… we would redefine our definition of success

I’ve always said that if you look at someone before the age of 5, you can see what they are meant to do. I suppose it would have to be earlier now that people send their children to school almost the minute they’re born. Still, the principle holds true.

If you watch a child before the world gets hold of them and tells them what is “hip”, “cool”, will make them rich, popular and loved … you can see who they really are. That’s no easy task since the people in the best position to observe these tiny humans are the parents and parenting seems to be a lost art.

I’m not saying people don’t still look forward to parenting and claim it’s “the most valuable job in the world” but talk is cheap. We don’t treat parenting as though it matters. We know it’s a full-time job but few of us think it’s worth OUR time. It’s become a part time job, juggled with our “career” while we farm the kids out to daycare, nannies, kindergarten, afterschool programs, before school programs, weekend activities and summer camps.

We do all this, ironically, because parenting is not “enough” to make us feel “successful”. It’s not “hip”, “cool” or important enough.

If we saw our children as gifts, sent to us for a period of time, we might do a better job of caretaking them. If we appreciated our children as much as we do, say the vegetables in our garden, we might concentrate on giving them the very best soil and fertilizer we could. We might not try to make a tomato into a carrot. We might accept each individual for being what he was created to be, just as we accept all tomatoes, the large beefsteak as much as the small cherry variety. We might give each one the fertilizer and sunlight it needs to insure every grows to become the very best, richest, sweetest, ripest, juiciest version of himself he could possibly be. We might, but we don’t because we have adopted the crazy notion that we can alter who our children were born to be.

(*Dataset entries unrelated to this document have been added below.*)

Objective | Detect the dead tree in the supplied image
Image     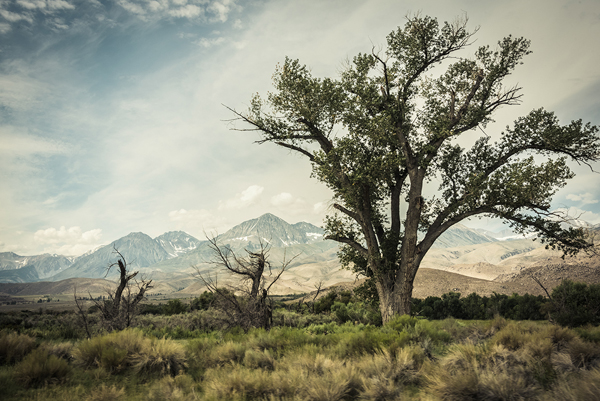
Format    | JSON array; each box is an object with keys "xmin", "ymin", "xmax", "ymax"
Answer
[
  {"xmin": 95, "ymin": 246, "xmax": 153, "ymax": 331},
  {"xmin": 73, "ymin": 286, "xmax": 92, "ymax": 339},
  {"xmin": 196, "ymin": 236, "xmax": 294, "ymax": 329}
]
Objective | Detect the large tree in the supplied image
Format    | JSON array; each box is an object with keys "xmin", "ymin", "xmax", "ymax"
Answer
[{"xmin": 229, "ymin": 15, "xmax": 599, "ymax": 322}]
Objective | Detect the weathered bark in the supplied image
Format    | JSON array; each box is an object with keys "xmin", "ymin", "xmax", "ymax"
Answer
[{"xmin": 96, "ymin": 247, "xmax": 153, "ymax": 331}]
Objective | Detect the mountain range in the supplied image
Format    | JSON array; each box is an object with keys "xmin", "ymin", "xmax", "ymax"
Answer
[{"xmin": 1, "ymin": 213, "xmax": 594, "ymax": 294}]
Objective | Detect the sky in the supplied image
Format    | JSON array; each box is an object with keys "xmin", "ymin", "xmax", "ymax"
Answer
[{"xmin": 1, "ymin": 0, "xmax": 599, "ymax": 256}]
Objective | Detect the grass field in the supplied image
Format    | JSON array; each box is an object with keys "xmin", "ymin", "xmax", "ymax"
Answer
[{"xmin": 1, "ymin": 311, "xmax": 599, "ymax": 400}]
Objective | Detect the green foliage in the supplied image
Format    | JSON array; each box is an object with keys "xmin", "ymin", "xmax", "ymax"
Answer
[
  {"xmin": 164, "ymin": 299, "xmax": 189, "ymax": 316},
  {"xmin": 413, "ymin": 291, "xmax": 546, "ymax": 320},
  {"xmin": 331, "ymin": 301, "xmax": 382, "ymax": 325},
  {"xmin": 313, "ymin": 291, "xmax": 341, "ymax": 314},
  {"xmin": 190, "ymin": 291, "xmax": 216, "ymax": 311},
  {"xmin": 545, "ymin": 280, "xmax": 600, "ymax": 327}
]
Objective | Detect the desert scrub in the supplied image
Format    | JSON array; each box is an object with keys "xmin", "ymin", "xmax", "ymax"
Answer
[
  {"xmin": 0, "ymin": 331, "xmax": 37, "ymax": 365},
  {"xmin": 13, "ymin": 347, "xmax": 71, "ymax": 388}
]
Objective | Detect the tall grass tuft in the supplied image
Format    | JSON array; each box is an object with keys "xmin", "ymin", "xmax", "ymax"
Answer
[
  {"xmin": 73, "ymin": 329, "xmax": 147, "ymax": 371},
  {"xmin": 131, "ymin": 337, "xmax": 187, "ymax": 376},
  {"xmin": 13, "ymin": 347, "xmax": 71, "ymax": 388},
  {"xmin": 202, "ymin": 365, "xmax": 298, "ymax": 400},
  {"xmin": 243, "ymin": 348, "xmax": 275, "ymax": 370},
  {"xmin": 146, "ymin": 374, "xmax": 197, "ymax": 401},
  {"xmin": 543, "ymin": 367, "xmax": 600, "ymax": 401},
  {"xmin": 0, "ymin": 331, "xmax": 36, "ymax": 365}
]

We were taught, growing up that there are narrow rules for being successful. The public school system spends 12 years pounding that message into us. Children are tested, graded and judged every step of the way. Instead of spending energy to help children become the best version of themselves, we give them rigid rules for success and tell them to squeeze themselves into that mold. It does not work.

How much longer before we admit, you cannot turn a tomato into a carrot? We are what we are and ultimately will do what we are called to do. The “system’s” only real success is in making most of us waste years of our lives trying to “find our purpose”. When who we innately are does not line up with what we’ve been told will bring “success”, we spend years feeling “unsuccessful” and bad about not having “fulfilled our potential” or achieving success. We feel like underachievers.

Sure, there’s a small group of society that follows the success plan “successfully”. They complete college, maybe get a doctorate or other “degree”. They’ll end up with all the outward signs of success and every bit as many insecurities as the rest of us. Of course their downfall is that with no outward signs of failure, they beat themselves up even more, wondering what’s wrong with them that they’re still not fulfilled. it often takes until midlife to figure out that their living someone else’s idea of success – which neglected to include “happiness”. Enter midlife crisis.

If I were queen of the world we would be forced to redefine our definition of success, forced to admit that;
1) the only definition of success is “happiness”
2) no one has the ability to tell whether someone else is “successful”.
3) therefore we must ALL stop pushing the responsibility of defining success onto others, get a backbone, step up and define success for ourselves.

Once we did that, we would have no yardstick to judge each other by. We’d be forced to live up to our own standards, which we all know are much higher than someone else’s. We would listen to our own inner voice, do what we love and never stop. We would all become an accidental expert but we would keep going. We would have no intention to get it “right” because we would know that there is no such thing. There is only the love of doing.

If I were queen of the world I would give everyone that gift.